He fired at another position, a light automatic weapon of some sort, but nothing that could affect a PICS.  And then he was inside the outer perimeter.  He was within the camp.  To his left was the BAAA he’d taken out, a light plume of smoke rising from it.  There was an arm visible, but most of the body was hidden from sight.  His original course of action was to breach the perimeter, then force his way deeper, past the outer belt of defenses.  However, with Greg out, then the 60 meters or so to his right had not been cleared.  Marines were not automotrons.  They were trained to think.  Ryck knew he had to clear the area and not leave a potential pocket of the rebels there.  He veered to the right and followed the defensive line until his movement sphere intersected with that of Cpl Nimoto, who’d had the same idea with Greg’s sector uncovered and had been moving to his left.  As each Marine moved, the AI’s determined a “cleared” area and pushed that up to the lieutenant so that he would know what areas had been cleared and what areas still had potential bad guys in them.

Cpl Nimoto pointed a big PICS arm back towards the inner defenses.  Ryck didn’t acknowledge, but his turning and moving out was enough.  Fast dissemination of information was the key to the modern battlefield, so it was ironic that the Marines relied heavily on old fashioned-hand and arm signals. 
But with crowded nets and anti-comms being employed against them, the less being passed via electrons the better.

Rycks shifted back to his left top where he could cover better both his original sector as well as Greg’s. 
He was a little behind the other Marines, so he hurried to catch up.
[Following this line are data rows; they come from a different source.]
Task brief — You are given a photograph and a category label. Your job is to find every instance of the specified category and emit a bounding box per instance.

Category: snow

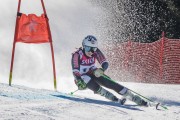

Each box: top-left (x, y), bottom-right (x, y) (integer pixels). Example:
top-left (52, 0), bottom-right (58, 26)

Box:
top-left (0, 0), bottom-right (180, 120)
top-left (0, 83), bottom-right (180, 120)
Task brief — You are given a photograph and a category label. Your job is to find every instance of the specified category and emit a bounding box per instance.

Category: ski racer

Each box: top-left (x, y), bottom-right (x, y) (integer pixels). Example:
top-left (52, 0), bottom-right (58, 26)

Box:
top-left (71, 35), bottom-right (147, 106)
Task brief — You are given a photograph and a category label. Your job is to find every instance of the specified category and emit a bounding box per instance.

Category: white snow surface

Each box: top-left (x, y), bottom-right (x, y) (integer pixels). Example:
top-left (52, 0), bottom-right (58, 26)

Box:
top-left (0, 83), bottom-right (180, 120)
top-left (0, 0), bottom-right (180, 120)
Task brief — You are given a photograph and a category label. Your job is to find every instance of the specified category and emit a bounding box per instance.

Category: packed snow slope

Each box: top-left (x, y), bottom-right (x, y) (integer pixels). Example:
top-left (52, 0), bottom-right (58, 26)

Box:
top-left (0, 83), bottom-right (180, 120)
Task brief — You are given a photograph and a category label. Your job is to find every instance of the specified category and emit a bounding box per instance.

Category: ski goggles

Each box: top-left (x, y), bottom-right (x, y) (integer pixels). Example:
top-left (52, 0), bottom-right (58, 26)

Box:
top-left (84, 46), bottom-right (97, 53)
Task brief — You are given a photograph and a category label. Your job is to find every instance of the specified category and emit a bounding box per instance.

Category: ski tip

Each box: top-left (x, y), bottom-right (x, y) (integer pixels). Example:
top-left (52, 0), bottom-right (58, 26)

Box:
top-left (156, 103), bottom-right (168, 110)
top-left (156, 103), bottom-right (160, 110)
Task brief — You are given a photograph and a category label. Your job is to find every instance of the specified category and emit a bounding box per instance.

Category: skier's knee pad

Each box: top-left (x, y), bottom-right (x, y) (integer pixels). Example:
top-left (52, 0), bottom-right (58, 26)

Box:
top-left (119, 87), bottom-right (128, 95)
top-left (96, 87), bottom-right (116, 101)
top-left (81, 75), bottom-right (91, 84)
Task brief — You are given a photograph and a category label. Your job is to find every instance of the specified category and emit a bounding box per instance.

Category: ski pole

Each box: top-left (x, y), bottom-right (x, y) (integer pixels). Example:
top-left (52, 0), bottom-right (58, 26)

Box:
top-left (70, 89), bottom-right (79, 95)
top-left (102, 74), bottom-right (168, 110)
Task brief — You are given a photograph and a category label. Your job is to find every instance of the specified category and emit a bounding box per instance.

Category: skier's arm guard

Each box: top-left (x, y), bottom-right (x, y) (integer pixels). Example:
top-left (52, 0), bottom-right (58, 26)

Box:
top-left (71, 53), bottom-right (81, 80)
top-left (96, 49), bottom-right (109, 71)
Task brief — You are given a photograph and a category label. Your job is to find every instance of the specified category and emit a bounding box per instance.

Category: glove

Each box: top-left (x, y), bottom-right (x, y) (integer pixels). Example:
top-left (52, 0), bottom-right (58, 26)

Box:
top-left (75, 79), bottom-right (87, 90)
top-left (94, 68), bottom-right (104, 77)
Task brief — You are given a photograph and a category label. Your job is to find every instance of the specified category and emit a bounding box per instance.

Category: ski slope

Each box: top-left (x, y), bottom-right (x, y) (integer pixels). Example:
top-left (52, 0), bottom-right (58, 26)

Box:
top-left (0, 0), bottom-right (180, 120)
top-left (0, 83), bottom-right (180, 120)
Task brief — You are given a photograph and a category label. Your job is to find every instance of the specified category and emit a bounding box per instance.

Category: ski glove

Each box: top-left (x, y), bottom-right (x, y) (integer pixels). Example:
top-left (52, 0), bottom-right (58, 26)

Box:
top-left (94, 68), bottom-right (104, 77)
top-left (76, 79), bottom-right (87, 90)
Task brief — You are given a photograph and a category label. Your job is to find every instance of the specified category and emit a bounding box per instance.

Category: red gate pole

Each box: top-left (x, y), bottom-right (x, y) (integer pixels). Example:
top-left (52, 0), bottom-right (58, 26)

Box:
top-left (41, 0), bottom-right (57, 90)
top-left (160, 31), bottom-right (165, 82)
top-left (9, 0), bottom-right (21, 86)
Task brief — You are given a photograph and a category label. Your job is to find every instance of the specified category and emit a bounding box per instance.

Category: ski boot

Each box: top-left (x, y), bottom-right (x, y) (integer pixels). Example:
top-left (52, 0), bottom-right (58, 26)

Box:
top-left (96, 87), bottom-right (126, 105)
top-left (114, 96), bottom-right (126, 105)
top-left (123, 90), bottom-right (148, 106)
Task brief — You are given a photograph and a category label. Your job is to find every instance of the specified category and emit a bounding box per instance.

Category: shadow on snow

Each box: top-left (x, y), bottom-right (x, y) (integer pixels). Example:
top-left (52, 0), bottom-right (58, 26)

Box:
top-left (52, 95), bottom-right (143, 111)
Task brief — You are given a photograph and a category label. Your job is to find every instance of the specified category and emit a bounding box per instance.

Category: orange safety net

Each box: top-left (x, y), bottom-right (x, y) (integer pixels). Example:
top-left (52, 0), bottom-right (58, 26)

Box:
top-left (16, 14), bottom-right (50, 43)
top-left (107, 38), bottom-right (180, 84)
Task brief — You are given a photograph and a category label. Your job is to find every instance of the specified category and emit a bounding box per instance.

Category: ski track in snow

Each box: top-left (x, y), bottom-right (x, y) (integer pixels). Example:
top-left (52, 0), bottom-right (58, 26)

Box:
top-left (0, 83), bottom-right (180, 120)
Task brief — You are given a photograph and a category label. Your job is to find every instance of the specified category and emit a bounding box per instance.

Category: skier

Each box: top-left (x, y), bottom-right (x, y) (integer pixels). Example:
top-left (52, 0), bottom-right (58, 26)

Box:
top-left (71, 35), bottom-right (147, 106)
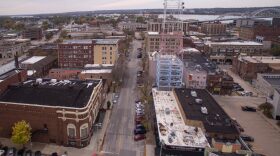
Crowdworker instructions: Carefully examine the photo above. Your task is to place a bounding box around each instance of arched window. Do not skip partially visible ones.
[67,123,77,138]
[80,123,88,139]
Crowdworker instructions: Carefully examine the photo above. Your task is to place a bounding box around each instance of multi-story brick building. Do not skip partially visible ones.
[232,56,280,81]
[0,79,105,147]
[58,40,94,68]
[22,28,43,40]
[148,21,189,33]
[204,41,263,64]
[58,39,119,68]
[145,32,183,53]
[239,20,280,41]
[118,22,147,31]
[0,39,30,59]
[0,69,27,94]
[180,50,233,95]
[201,23,227,35]
[20,55,57,77]
[93,39,119,64]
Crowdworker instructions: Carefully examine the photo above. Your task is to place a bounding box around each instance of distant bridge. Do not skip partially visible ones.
[188,8,280,23]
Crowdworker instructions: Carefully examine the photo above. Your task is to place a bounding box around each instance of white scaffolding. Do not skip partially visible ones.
[156,0,184,90]
[157,55,184,90]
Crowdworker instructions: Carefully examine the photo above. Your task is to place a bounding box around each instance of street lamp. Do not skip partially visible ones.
[159,140,164,156]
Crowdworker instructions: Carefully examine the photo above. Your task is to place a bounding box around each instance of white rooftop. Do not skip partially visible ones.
[22,56,46,64]
[205,41,263,46]
[153,89,209,148]
[238,56,280,64]
[81,69,112,74]
[148,31,159,35]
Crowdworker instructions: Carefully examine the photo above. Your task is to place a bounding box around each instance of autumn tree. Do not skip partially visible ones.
[11,120,31,145]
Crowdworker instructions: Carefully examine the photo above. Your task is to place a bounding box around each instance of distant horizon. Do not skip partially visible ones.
[0,0,280,16]
[0,5,280,17]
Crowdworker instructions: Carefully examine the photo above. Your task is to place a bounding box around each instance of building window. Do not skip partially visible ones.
[67,124,76,138]
[80,123,88,139]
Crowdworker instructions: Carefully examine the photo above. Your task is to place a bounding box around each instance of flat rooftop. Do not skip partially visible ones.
[205,41,263,46]
[174,88,239,135]
[238,56,280,64]
[183,53,218,73]
[153,89,209,148]
[21,56,46,64]
[62,39,119,45]
[0,79,101,108]
[81,69,112,74]
[262,74,280,86]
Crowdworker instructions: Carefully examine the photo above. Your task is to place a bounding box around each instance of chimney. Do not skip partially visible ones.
[14,54,19,69]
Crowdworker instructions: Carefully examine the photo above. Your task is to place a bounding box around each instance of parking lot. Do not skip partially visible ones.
[214,96,280,156]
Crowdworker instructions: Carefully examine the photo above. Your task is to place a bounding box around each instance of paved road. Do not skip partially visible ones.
[214,96,280,156]
[101,41,144,156]
[219,65,263,96]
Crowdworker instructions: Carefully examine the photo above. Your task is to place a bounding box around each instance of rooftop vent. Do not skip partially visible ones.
[201,107,208,114]
[195,99,202,104]
[36,78,43,83]
[191,91,197,97]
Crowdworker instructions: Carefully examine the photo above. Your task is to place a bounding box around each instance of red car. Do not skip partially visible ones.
[134,134,146,141]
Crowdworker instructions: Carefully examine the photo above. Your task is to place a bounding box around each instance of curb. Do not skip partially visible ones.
[257,111,280,133]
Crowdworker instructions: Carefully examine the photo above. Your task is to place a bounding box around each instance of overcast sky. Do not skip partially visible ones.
[0,0,280,15]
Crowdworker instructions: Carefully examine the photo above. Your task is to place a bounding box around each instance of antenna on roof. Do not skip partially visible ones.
[14,54,19,69]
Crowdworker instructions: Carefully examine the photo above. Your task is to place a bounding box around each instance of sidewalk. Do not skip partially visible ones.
[0,94,112,156]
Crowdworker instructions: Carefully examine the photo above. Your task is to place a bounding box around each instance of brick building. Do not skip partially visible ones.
[0,69,27,94]
[0,79,105,147]
[0,39,30,59]
[58,39,119,68]
[22,28,43,40]
[232,56,280,81]
[239,20,280,41]
[20,55,58,77]
[58,40,94,68]
[204,41,263,64]
[201,23,227,35]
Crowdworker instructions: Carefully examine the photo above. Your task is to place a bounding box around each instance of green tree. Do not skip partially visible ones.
[59,30,67,39]
[271,46,280,56]
[14,22,25,31]
[11,120,31,145]
[136,16,146,23]
[42,21,50,30]
[107,101,111,109]
[45,32,53,40]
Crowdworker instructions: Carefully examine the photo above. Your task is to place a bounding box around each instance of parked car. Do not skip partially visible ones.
[232,118,245,132]
[136,111,145,116]
[134,128,147,135]
[7,147,17,156]
[241,106,257,112]
[135,107,145,112]
[0,150,5,156]
[134,134,146,141]
[240,134,254,142]
[25,150,32,156]
[135,124,146,129]
[17,148,25,156]
[240,91,253,96]
[35,151,42,156]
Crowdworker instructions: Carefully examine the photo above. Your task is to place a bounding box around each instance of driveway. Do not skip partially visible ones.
[101,41,145,156]
[214,96,280,156]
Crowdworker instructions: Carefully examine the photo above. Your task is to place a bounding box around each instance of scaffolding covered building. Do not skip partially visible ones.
[156,0,184,90]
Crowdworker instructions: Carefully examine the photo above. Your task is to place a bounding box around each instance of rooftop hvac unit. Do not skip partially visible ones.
[36,78,43,83]
[195,99,202,104]
[191,91,197,97]
[201,107,208,114]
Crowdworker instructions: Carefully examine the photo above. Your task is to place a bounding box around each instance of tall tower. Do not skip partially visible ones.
[160,0,184,55]
[156,0,184,90]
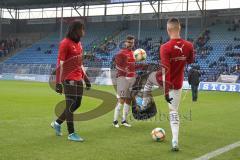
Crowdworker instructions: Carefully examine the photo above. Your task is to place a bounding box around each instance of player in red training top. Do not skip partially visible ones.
[143,18,195,151]
[51,21,91,141]
[113,35,136,128]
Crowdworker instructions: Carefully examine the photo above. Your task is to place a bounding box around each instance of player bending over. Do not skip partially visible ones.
[113,35,142,128]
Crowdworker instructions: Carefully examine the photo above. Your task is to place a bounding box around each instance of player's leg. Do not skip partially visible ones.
[113,77,126,128]
[122,77,136,127]
[113,98,125,128]
[142,72,158,108]
[121,98,132,127]
[168,89,182,151]
[55,81,83,141]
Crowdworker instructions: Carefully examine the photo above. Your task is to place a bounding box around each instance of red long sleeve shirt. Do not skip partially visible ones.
[156,39,195,93]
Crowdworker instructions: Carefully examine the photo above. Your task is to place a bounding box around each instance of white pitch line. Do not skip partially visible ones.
[193,141,240,160]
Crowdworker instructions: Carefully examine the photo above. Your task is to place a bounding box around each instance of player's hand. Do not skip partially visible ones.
[84,77,92,90]
[165,94,173,104]
[55,83,63,94]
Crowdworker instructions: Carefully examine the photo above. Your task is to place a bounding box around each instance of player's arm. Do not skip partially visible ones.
[160,45,172,104]
[188,70,192,85]
[81,65,92,90]
[187,44,195,64]
[135,63,148,70]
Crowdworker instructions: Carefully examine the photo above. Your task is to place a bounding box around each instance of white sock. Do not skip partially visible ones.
[122,103,130,121]
[169,111,180,142]
[113,103,122,121]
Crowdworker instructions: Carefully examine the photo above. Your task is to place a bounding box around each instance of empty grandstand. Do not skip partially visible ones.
[0,0,240,81]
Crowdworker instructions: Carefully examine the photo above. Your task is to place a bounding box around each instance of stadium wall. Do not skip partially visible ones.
[0,72,240,93]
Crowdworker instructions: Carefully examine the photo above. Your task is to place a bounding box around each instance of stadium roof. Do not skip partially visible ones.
[0,0,110,9]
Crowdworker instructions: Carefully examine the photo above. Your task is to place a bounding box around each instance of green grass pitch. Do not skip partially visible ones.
[0,81,240,160]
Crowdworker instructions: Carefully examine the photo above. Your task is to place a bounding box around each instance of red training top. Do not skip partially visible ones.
[56,38,84,83]
[156,39,195,93]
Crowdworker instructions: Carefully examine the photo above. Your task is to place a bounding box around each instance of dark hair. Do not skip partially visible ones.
[167,17,180,24]
[126,35,135,40]
[66,21,85,43]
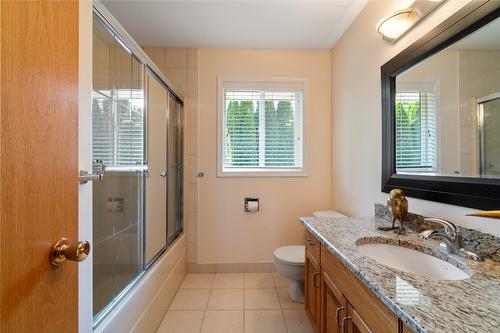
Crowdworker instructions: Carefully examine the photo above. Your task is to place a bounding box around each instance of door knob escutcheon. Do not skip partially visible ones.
[49,238,90,266]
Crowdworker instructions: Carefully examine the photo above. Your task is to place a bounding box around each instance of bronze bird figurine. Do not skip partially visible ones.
[379,189,408,234]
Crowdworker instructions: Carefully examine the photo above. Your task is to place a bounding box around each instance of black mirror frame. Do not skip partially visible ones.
[380,0,500,210]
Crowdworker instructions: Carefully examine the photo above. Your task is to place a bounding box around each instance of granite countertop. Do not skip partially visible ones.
[300,217,500,333]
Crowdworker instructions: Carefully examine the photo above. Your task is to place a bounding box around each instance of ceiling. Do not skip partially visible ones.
[103,0,366,49]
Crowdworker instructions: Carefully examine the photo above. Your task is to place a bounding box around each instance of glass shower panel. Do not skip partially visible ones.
[167,93,183,244]
[145,73,168,263]
[92,17,144,316]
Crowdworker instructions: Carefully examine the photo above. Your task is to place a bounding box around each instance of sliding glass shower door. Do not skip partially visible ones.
[92,14,144,316]
[92,9,184,324]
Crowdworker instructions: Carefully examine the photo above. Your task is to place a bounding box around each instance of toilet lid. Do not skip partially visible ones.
[274,245,306,265]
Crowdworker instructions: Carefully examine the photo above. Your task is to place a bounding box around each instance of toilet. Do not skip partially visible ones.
[273,210,345,303]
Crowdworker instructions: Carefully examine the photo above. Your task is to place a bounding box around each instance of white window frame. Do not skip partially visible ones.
[217,75,308,178]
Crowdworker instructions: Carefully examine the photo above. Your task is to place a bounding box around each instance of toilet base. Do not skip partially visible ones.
[288,281,304,303]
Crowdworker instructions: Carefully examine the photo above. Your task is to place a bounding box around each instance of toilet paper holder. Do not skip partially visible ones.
[245,198,260,213]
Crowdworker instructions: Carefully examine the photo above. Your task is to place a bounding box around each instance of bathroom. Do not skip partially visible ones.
[0,0,500,333]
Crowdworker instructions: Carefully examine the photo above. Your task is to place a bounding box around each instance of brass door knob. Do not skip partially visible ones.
[49,238,90,266]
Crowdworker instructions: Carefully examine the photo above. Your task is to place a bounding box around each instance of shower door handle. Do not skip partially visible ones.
[78,170,104,184]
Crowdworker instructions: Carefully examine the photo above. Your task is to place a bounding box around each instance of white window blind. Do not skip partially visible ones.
[396,91,437,173]
[221,83,303,172]
[92,89,144,171]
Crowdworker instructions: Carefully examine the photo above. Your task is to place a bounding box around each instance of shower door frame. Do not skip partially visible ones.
[476,92,500,178]
[88,0,184,332]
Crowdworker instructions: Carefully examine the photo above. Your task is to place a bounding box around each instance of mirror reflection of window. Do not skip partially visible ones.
[394,18,500,178]
[396,90,437,173]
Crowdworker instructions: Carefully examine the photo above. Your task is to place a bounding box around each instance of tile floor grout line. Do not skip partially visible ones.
[198,282,212,333]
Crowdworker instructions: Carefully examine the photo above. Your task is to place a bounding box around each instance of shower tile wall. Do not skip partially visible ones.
[143,47,198,263]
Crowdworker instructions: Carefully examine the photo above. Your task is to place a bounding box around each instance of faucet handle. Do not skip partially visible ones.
[418,229,437,239]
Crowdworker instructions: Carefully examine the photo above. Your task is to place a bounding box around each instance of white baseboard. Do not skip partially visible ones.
[187,262,276,273]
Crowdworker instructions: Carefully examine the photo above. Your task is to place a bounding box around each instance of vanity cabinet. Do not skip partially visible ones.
[304,231,400,333]
[320,270,348,333]
[304,250,321,332]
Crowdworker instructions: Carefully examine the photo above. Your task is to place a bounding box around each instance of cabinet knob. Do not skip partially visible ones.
[306,239,318,246]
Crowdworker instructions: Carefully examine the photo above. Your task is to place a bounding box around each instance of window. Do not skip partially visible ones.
[218,80,304,176]
[396,90,437,173]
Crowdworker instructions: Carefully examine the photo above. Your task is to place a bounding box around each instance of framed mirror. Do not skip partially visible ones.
[381,0,500,210]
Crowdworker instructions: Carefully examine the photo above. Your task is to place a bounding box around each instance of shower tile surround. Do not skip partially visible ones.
[300,205,500,332]
[143,47,198,265]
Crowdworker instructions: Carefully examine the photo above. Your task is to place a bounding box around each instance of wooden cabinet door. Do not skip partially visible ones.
[304,251,321,332]
[320,271,347,333]
[345,304,372,333]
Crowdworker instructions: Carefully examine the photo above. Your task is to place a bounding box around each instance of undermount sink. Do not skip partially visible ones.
[357,243,470,280]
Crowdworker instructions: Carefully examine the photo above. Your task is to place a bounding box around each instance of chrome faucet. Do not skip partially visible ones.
[419,217,482,260]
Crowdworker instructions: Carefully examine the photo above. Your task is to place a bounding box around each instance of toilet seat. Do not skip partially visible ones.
[274,245,305,266]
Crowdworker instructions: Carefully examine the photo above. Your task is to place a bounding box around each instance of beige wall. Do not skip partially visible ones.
[197,49,331,263]
[332,0,500,235]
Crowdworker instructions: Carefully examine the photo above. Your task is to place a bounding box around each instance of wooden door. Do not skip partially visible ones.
[304,251,321,332]
[0,1,79,333]
[320,271,347,333]
[345,304,372,333]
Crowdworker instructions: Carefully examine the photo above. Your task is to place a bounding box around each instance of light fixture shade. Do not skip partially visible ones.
[377,8,420,41]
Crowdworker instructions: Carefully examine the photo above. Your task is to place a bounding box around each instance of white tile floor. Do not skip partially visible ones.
[157,273,312,333]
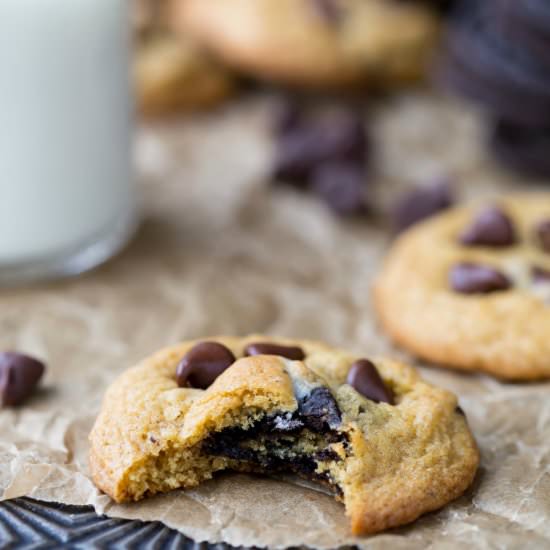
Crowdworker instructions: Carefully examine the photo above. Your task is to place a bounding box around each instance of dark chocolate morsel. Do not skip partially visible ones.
[0,352,46,407]
[244,342,306,361]
[310,0,342,24]
[346,359,394,405]
[449,262,512,294]
[536,220,550,252]
[392,180,454,233]
[273,98,303,136]
[531,265,550,283]
[273,109,368,185]
[460,207,516,246]
[176,342,235,389]
[311,160,366,216]
[298,387,342,432]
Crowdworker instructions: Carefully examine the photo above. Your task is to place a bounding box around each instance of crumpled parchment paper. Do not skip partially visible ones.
[0,92,550,550]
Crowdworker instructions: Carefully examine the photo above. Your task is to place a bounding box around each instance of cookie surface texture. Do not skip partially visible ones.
[134,30,235,116]
[172,0,439,87]
[374,193,550,380]
[90,336,479,534]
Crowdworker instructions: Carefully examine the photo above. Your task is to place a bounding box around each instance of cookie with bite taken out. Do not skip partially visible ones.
[90,336,479,534]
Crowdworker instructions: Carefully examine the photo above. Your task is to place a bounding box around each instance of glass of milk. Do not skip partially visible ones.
[0,0,136,285]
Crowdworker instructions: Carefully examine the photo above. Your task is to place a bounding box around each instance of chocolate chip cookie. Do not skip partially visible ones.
[90,336,479,534]
[134,30,235,116]
[132,0,235,116]
[374,194,550,380]
[172,0,439,87]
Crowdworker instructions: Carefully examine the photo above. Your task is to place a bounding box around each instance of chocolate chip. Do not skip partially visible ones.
[298,387,342,432]
[244,342,306,361]
[311,161,366,216]
[274,109,367,184]
[392,181,454,233]
[310,0,342,24]
[0,352,46,407]
[176,342,235,389]
[531,265,550,283]
[346,359,394,405]
[536,220,550,252]
[460,207,516,246]
[449,262,512,294]
[273,98,303,136]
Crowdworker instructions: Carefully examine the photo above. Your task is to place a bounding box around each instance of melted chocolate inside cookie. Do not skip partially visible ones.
[203,387,347,491]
The turtle hatch opening up just 20 meters to his front right took him by surprise.  His PICS never picked it up until it opened.  The big BAAA deployed within a second as Ryck tried to bring his HCL to bear.  Before he could fire, flames flew from the barrel and
something big slammed into Ryck’s side overpowering the PICS’ servos and sending it crashing to the ground.

Ryck was
stunned, certain he was in it deep.  He tried to stand up, but his PICS complained as his visor started flashing different series of numbers before going dark.  He tried to turn his head, and to his surprise, the PICS grudgingly complied.  His comms seemed to be gone, but he could see out the visor.  The BAAA was right in his sight.  It was a type he’d not been briefed on before.  It was obviously slaved, either controlled by an AI or by an operator off-site.  It moved quickly from target to target, firing away.  “Target” seemed impersonal to Ryck.  Those “targets” were his fellow Marines.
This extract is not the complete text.